Copyright (c) Rahul Kumar. All rights reserved.

Licensed under the MIT License.

.

# Test-Train Data Split using PRS
This notebook demonstrates how to carry out the test train split for larget dataset using ``ParallelRunStep`` class.

## Workspace

In [None]:
from azureml.core import Workspace, Experiment

ws = Workspace.from_config()
dstore = ws.get_default_datastore()

experiment = Experiment(ws, "train_test_split")

## Compute

In [None]:
from azureml.core.compute import ComputeTarget, AmlCompute

# Name your cluster
compute_name = "general-purpose"


if compute_name in ws.compute_targets:
    compute_target = ws.compute_targets[compute_name]
    if compute_target and type(compute_target) is AmlCompute:
        print("Found compute target: " + compute_name)
else:
    print("Creating a new compute target...")
    provisioning_config = AmlCompute.provisioning_configuration(
        vm_size="STANDARD_DS3_V2", max_nodes=10
    )
    # Create the compute target
    compute_target = ComputeTarget.create(ws, compute_name, provisioning_config)

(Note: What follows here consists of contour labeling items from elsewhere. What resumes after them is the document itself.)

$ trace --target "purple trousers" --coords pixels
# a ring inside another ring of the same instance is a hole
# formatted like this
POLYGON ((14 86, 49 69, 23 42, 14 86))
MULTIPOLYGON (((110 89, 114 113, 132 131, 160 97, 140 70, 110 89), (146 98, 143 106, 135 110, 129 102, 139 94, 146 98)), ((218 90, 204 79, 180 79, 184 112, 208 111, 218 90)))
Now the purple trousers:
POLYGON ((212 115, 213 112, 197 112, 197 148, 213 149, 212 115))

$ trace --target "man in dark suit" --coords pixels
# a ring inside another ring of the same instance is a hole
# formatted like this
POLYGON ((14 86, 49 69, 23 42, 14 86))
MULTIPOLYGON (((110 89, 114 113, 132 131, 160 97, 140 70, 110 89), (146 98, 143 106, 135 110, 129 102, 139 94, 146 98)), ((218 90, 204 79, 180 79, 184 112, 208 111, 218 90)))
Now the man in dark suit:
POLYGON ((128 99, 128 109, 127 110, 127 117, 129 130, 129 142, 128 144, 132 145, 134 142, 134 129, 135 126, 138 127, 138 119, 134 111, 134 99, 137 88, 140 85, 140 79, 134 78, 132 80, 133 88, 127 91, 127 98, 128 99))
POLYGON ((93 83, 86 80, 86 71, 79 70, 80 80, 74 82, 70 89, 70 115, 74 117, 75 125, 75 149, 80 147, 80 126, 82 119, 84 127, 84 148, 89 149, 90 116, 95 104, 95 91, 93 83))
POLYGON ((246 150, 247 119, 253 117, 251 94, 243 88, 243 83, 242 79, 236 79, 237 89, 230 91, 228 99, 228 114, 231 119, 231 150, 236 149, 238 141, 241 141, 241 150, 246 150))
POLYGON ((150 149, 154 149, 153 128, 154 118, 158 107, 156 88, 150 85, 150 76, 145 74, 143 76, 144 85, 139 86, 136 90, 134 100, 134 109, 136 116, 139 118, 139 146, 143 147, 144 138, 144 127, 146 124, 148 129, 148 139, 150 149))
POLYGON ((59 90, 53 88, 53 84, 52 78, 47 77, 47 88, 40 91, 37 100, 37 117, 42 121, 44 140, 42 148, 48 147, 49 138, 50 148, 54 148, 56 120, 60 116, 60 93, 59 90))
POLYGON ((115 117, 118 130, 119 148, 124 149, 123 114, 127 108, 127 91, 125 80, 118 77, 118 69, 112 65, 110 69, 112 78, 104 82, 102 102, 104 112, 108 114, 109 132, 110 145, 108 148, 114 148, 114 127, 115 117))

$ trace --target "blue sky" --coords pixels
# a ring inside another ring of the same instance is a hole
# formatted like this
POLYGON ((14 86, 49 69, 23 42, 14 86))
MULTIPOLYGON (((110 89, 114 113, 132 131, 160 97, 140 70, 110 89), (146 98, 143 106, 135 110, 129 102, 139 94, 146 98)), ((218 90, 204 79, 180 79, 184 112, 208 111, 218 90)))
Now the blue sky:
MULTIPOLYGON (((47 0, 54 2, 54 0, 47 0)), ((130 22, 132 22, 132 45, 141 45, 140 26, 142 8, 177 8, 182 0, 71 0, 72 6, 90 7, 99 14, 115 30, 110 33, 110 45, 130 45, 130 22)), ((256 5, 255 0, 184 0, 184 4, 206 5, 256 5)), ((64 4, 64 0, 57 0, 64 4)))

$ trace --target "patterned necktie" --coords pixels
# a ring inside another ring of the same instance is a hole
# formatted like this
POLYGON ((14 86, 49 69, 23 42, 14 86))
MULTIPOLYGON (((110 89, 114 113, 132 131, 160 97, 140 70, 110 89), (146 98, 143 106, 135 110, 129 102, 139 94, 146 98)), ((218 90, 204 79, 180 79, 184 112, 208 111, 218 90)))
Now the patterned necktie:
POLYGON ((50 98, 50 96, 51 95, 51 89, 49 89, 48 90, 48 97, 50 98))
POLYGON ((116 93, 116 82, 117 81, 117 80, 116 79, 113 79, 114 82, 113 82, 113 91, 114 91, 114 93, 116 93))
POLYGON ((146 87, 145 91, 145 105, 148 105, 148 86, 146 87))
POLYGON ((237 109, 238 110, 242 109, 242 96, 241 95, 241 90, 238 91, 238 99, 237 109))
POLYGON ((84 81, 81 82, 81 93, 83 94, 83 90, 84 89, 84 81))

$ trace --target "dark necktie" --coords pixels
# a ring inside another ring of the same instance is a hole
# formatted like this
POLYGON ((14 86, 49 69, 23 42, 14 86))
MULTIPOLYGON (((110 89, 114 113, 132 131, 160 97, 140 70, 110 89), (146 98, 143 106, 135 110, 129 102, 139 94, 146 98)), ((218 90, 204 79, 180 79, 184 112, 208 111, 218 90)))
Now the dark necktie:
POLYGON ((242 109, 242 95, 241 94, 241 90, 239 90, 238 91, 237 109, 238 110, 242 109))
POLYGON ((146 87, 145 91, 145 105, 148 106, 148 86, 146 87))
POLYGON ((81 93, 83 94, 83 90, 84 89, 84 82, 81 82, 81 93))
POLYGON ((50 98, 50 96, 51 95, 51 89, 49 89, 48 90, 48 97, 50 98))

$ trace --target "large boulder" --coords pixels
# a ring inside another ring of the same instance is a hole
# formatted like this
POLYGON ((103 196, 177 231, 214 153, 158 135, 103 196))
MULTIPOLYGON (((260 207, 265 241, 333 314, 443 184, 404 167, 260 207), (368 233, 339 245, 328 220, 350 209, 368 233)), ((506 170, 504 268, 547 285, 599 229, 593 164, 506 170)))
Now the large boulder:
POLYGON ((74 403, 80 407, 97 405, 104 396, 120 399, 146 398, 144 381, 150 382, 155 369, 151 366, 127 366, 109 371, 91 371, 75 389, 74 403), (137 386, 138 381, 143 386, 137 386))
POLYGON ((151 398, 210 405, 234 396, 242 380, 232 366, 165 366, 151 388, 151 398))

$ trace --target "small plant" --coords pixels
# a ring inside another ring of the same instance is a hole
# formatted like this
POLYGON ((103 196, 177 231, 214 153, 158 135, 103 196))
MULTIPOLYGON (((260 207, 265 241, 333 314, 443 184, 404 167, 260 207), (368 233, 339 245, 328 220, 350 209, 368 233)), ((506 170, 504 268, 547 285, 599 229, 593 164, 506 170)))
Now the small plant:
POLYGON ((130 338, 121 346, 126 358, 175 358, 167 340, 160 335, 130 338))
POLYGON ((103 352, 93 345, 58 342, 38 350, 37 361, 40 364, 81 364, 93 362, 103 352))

    # Can poll for a minimum number of nodes and for a specific timeout.
    # If no min node count is provided it will use the scale settings for the cluster
    compute_target.wait_for_completion(
        show_output=True, min_node_count=None, timeout_in_minutes=20
    )

    # For a more detailed view of current cluster status, use the 'status' property
    print(compute_target.status.serialize())

## Run Configuration

In [None]:
from azureml.core.runconfig import RunConfiguration
from azureml.core.conda_dependencies import CondaDependencies
from azureml.core import Environment

aml_run_config = RunConfiguration()
aml_run_config.target = compute_target

USE_CURATED_ENV = True
if USE_CURATED_ENV:
    curated_environment = Environment.get(
        workspace=ws, name="AzureML-sklearn-0.24-ubuntu18.04-py37-cpu"
    )
    aml_run_config.environment = curated_environment
else:
    aml_run_config.environment.python.user_managed_dependencies = False

    # Add some packages relied on by data prep step
    aml_run_config.environment.python.conda_dependencies = CondaDependencies.create(
        conda_packages=["pandas", "scikit-learn"],
        pip_packages=[
            "azureml-sdk",
            "azureml-core",
            "azureml-dataset-runtime[fuse,pandas]",
        ],
        pin_sdk_version=False,
    )

## Data
- The original dataset is present in the default datastore of the workspace under ``my_files/original/``.
- The data after splitting will be stored in the default datastore of the workspace under ``my_files/split/``.

In [None]:
from azureml.core import Datastore, Dataset
from azureml.data.output_dataset_config import OutputFileDatasetConfig

input_ds = Dataset.File.from_files(
    path=dstore.path("my_files/original/*"), validate=False
)

output_dir = OutputFileDatasetConfig(
    name="split", destination=(dstore, "my_files/split")
).as_upload()

## Configure PRS

In [None]:
from azureml.pipeline.steps import ParallelRunConfig, ParallelRunStep

parallel_run_config = ParallelRunConfig(
    source_directory="../scripts",
    entry_script="test_train_split_prs.py",
    mini_batch_size="1",
    error_threshold=10,
    output_action="append_row",
    environment=aml_run_config.environment,
    compute_target=compute_target,
    node_count=2,
    process_count_per_node=1,
)

parallel_run_step = ParallelRunStep(
    name="test train split prs",
    parallel_run_config=parallel_run_config,
    inputs=[input_ds.as_named_input("input_ds")],
    arguments=["--train_folder", "train1", "--test_folder", "test1"],
    output=output_dir,
    allow_reuse=False,
)

## Configure and Submit the experiment

In [None]:
from azureml.pipeline.core import Pipeline

pipeline = Pipeline(workspace=ws, steps=parallel_run_step)
run = experiment.submit(pipeline)